Tony Lux denounced what he calls Indiana's "open air market" in education, saying it has failed to reduce the number of students performing below grade level.
"Choice may not result in good choice, and charter schools are not guaranteed of success. They don't have special teachers others don't have or special strategies."
He spoke Friday before the 16th annual Black Caucus Legislative Symposium at Indiana University Northwest. State, county and municipal officials attended, as did John Zody, chairman of the Indiana Democratic Party.
Hammond Mayor Thomas McDermott Jr., county Democratic chairman, was among the welcoming speakers.
"There is a lot of backwards thinking in Indianapolis, and we have an ally downstate in you guys.
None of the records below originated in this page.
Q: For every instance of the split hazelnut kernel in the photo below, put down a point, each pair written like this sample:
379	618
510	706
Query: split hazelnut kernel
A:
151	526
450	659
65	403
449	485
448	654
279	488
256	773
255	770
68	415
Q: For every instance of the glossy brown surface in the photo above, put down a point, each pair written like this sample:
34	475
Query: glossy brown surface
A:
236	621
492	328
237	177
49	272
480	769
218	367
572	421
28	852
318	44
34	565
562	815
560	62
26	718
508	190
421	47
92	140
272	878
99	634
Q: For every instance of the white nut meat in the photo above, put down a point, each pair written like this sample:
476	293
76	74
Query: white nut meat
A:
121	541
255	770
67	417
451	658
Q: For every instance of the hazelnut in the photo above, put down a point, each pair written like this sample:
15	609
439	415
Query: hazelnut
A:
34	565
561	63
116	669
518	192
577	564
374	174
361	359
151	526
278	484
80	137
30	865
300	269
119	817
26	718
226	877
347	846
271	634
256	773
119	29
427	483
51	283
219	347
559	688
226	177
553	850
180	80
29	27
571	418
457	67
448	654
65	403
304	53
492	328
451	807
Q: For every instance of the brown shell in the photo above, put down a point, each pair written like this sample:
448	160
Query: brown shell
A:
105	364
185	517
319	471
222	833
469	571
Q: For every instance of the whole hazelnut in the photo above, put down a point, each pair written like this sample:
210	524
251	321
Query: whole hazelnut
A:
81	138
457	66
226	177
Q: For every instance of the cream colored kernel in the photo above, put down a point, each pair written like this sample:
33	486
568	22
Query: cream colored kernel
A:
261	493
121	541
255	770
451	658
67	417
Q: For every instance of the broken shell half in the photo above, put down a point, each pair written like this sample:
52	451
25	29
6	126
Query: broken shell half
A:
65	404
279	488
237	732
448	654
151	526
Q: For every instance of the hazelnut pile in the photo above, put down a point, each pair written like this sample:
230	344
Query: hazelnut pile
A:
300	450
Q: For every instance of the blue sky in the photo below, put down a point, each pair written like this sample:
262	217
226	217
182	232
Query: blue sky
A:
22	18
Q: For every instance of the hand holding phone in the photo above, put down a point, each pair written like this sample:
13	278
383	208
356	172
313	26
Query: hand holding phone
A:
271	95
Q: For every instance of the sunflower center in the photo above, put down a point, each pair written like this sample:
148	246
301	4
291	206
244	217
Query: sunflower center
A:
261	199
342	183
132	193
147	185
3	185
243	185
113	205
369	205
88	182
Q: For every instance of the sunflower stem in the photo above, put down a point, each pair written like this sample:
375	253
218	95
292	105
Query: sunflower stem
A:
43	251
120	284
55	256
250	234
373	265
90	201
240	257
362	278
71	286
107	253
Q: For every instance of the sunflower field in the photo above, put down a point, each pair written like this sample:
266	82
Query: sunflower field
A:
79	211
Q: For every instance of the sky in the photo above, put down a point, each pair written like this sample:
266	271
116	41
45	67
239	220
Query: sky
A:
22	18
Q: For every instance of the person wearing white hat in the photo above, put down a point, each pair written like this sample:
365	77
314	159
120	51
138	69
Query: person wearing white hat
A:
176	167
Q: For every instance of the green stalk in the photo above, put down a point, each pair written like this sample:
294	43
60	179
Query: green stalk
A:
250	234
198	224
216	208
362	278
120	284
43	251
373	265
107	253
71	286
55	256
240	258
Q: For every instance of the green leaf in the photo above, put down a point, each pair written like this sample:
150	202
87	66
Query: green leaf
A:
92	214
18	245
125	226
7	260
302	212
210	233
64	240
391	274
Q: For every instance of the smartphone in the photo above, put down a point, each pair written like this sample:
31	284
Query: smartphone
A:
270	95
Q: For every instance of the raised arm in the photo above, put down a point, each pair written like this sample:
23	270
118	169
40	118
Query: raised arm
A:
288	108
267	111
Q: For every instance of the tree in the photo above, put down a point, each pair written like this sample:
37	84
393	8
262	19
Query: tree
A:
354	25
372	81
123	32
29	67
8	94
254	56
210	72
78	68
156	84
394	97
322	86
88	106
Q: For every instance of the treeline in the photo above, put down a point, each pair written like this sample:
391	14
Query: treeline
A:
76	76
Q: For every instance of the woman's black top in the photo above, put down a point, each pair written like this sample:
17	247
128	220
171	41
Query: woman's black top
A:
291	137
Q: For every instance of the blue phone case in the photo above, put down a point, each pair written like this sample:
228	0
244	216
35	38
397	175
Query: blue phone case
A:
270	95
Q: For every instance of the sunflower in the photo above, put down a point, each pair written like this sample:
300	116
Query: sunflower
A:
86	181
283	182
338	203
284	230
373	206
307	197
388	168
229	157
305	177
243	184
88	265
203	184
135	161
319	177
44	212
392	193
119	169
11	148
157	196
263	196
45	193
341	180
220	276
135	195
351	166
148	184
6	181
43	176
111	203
Thank you for all your hard work standing up for our urban communities," he said.
Gary Mayor Karen Freeman-Wilson said she is hoping to develop a lab school in Gary with IUN.
Lux retired this summer as superintendent of Merrillville schools after 29 years in a school district that has one of the most diverse student bodies in the state and whose students — grades three through eight — posted the highest-passing percentage on the 2012 ISTEP+ testing in state history.
Lux said he isn't criticizing individual charter schools, but he does take issue with the state forgiving $91.2 million in loans to charter schools.
He also noted the recent scandal in which former Indiana Superintendent of Public Instruction Tony Bennett improved the overall grade of a charter school owned by a Republican Party donor.
He said the state should be spending public money establishing financial equity among schools and funding compulsory summer school for underachievers.
Lux said too many Hoosier policymakers put their faith in charter schools and watered down licensing standards for educators to help staff such schools.